I like JJ's **** shock and awe method.
We always had the ***** hanging on the cages too and spinning the plates.
Does anyone have pics of feeders with pvc on the legs?


----------



## Whitebassfisher (May 4, 2007)

Jock Ewing said:


> If you don't make them yourself as Woodrow suggested, I highly advise just purchasing one of the large round cages that are the same diameter as the 55 gallon barrell. They are large enough where, unlike the smaller square ones you buy at Academy, ***** cannot reach the spinner plate when hanging on it.
> 
> They cost twice as much as the square small ones, but they are worth it. I had the small ones on my feeder and ***** just hung on it and spinned the plate (according to my game cameras). Once I replaced them with the larger ones, no more *****. I went from needing to fill my feeder every four weeks to only needing to fill it every 8 weeks. So it:
> 
> ...


Like he said, if the size of the varmint guard is big enough that they can't reach the spinner, the problem is solved. Also, this way the mesh size can be a little larger and allow the corn to get thown father by missing the guard more.


----------



## jjtroutkiller (Jan 28, 2005)

Alexnillo said:


> I like JJ's **** shock and awe method.
> We always had the ***** hanging on the cages too and spinning the plates.
> Does anyone have pics of feeders with pvc on the legs?
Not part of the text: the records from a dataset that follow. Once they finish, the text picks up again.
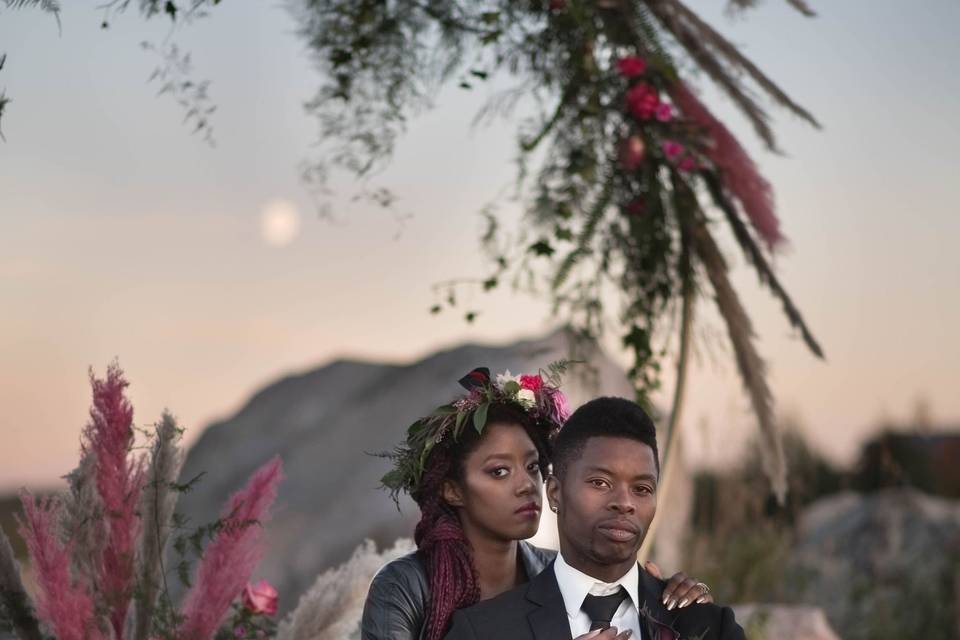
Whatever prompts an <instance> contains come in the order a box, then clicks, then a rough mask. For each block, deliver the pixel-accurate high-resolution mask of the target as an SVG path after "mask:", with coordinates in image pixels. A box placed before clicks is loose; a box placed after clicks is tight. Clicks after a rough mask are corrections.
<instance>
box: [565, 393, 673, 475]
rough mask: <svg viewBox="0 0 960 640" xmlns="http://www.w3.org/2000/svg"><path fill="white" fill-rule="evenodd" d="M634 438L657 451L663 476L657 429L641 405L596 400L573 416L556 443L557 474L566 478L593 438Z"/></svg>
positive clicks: (607, 398) (632, 403)
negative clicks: (590, 438) (661, 468)
mask: <svg viewBox="0 0 960 640" xmlns="http://www.w3.org/2000/svg"><path fill="white" fill-rule="evenodd" d="M598 436H607V437H612V438H630V439H631V440H636V441H638V442H642V443H643V444H645V445H647V446H648V447H650V448H651V449H653V459H654V461H655V462H656V465H657V475H660V454H659V452H658V451H657V428H656V426H654V424H653V420H651V419H650V416H648V415H647V412H646V411H644V410H643V408H642V407H640V405H638V404H637V403H636V402H633V401H631V400H627V399H626V398H613V397H603V398H596V399H594V400H591V401H590V402H587V403H586V404H584V405H582V406H581V407H580V408H579V409H577V410H576V411H574V412H573V415H571V416H570V418H569V419H568V420H567V422H566V424H564V425H563V428H561V429H560V433H558V434H557V437H556V440H555V441H554V443H553V473H554V475H556V476H557V477H558V478H560V477H562V476H563V474H564V472H565V471H566V470H567V467H569V465H570V463H571V462H573V461H574V460H576V459H577V458H579V457H580V454H581V453H582V452H583V447H584V445H585V444H586V443H587V440H589V439H590V438H594V437H598Z"/></svg>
Buccee's had a couple of the larger varmit guards, we will see if they do any good in the next month.
BTW, I also replaced a couple of spinner plates this time around due to the square type cages.


----------



## mangomania (Nov 12, 2005)

My problem are the darn blackbirds. They fly up to the motor and keep peckin at it. Ive seen them drop 5 lbs of corn in 2 hours. Im gonna start using the spinner that hides after corn is fed.


----------



## CHARLIE (Jun 2, 2004)

Forget the cages just buy you one of the good spinners that close up.


----------



## banpouchi (Feb 21, 2011)

CHARLIE said:


> Forget the cages just buy you one of the good spinners that close up.


Or buy a Lamco varmit proof feeder. They will actually pay for themselves. I used Varmint cages the diameter of the barrel but the buggers still found a way to get corn out. About 4 years ago, I bought my first Lamco and the amount of corn for that feeder dropped dramatically. These are expensive but work well.
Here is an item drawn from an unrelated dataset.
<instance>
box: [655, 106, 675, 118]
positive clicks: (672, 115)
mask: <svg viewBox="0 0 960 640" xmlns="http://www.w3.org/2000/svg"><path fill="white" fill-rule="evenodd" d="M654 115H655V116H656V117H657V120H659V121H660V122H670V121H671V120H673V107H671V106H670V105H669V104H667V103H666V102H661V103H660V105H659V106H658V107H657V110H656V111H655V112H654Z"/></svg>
I have not used the plates that close up but would think that would work well also, if the mechanism does not foul.

I am sure I will get a bit of flack for this, but you spend 1000 to 5000 plus annually to hunt. Spend a bit more on your equipment and make hunting more enjoyable by not having to fight problems year after year. By using the Lamco's, my maintenance has dramatically decreased and this is not because they are new as all three I have were bought used. They are also safer as you can fill from the ground, no ladder needed.
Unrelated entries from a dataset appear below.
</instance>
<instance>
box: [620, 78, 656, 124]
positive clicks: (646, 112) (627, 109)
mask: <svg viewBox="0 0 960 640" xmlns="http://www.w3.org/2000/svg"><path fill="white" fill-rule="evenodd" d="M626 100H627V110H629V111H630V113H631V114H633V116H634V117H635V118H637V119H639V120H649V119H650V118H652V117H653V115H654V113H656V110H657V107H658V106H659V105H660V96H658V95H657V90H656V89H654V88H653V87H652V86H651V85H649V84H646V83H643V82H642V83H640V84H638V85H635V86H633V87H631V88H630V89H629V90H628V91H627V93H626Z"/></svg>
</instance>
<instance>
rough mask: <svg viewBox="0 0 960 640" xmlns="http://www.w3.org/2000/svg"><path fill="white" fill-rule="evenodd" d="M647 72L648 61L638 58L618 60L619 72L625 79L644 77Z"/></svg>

This is just an opinion. I have no vested interest in Lamco, it is just what I use. I am sure there are some other brands that are doing the same.


----------



## Shooter (Jun 10, 2004)

*Spinner Plates*

I've had good luck using these spinner plates Elusive Wildlife Technologies. They make them of both 1/4 and 1/8 inch motor shafts.


----------



## thomas78 (Nov 10, 2008)

On our rebuilt feeders I bought the 1x1 mesh roll at Lowes. You can make two large cages that will go around a square feeder or drum, it would be the same size as the pre-made ones already pictured. Only difference is the roll with make two for $14. Will agree that we have some Lamco feeder and their cages great, also Bucceess sells the new spin tech plate that is 1/2 the cost of the eliminator plate.


----------



## EIGHTSKATE (Feb 19, 2016)

Get an eliminator plate have two of them I have been using for two years with no issues.
Did see someone using the White rubbermaid utility shelving and cutting them to make a cage seemed like a good idea.


----------



## texwake (Aug 17, 2010)

woodsman08 said:


> I just bought a set of the Shark Teeth too. Anyone have any luck with them?
> 
> http://www.bossbuck.com/products/parts/sharkteeth.html


We have them...they dont work. They do not care about getting cut.


----------



## teebo (May 19, 2010)

*varmit guard*

seen it all and tried most of em. cages, pvc, sharks teeth and nothing worked. until - bout 4 years ago went to these.




 no more ***** period. cameras might show one eating under the feeder every now and then, but no pics of any more climbing on the feeder. they just give up. best money ever spent on feeders
good luck

teebo


----------



## JDT4430 (Aug 8, 2010)

I agree with the eliminator spinner plate. We put one on my dads feeder 3 years ago and have no issues with losing corn any more. Just a word of advise though if you do not feed year round make sure to test the spinner before filling with corn. Just push the test button like any other time and make sure the plate opens up. This past season after filling his feeder we found out that the plate had seized up and was not moving and we had to pull the feeder off and plug the hole in the feeder. All it took was a little lube and a few gentle taps from a hammer an several test spins an it was working like new again. Money well spent now I just need to buy one for mine.


----------



## steverino (Mar 8, 2006)

*Idea!*

I bet It's Catchy could make us some that would not rust and would be durable. Look at his traps! Oh, I need to contact him to get him to make me a few crab traps!!!


----------



## trout250 (Aug 24, 2005)

we got our wire at lowes 1" sq mesh made same size as the drum , used self taping screw and fender washers to attach below funnel. this stops cat squirrels.birds and *****. also have some eliminator feeders.


----------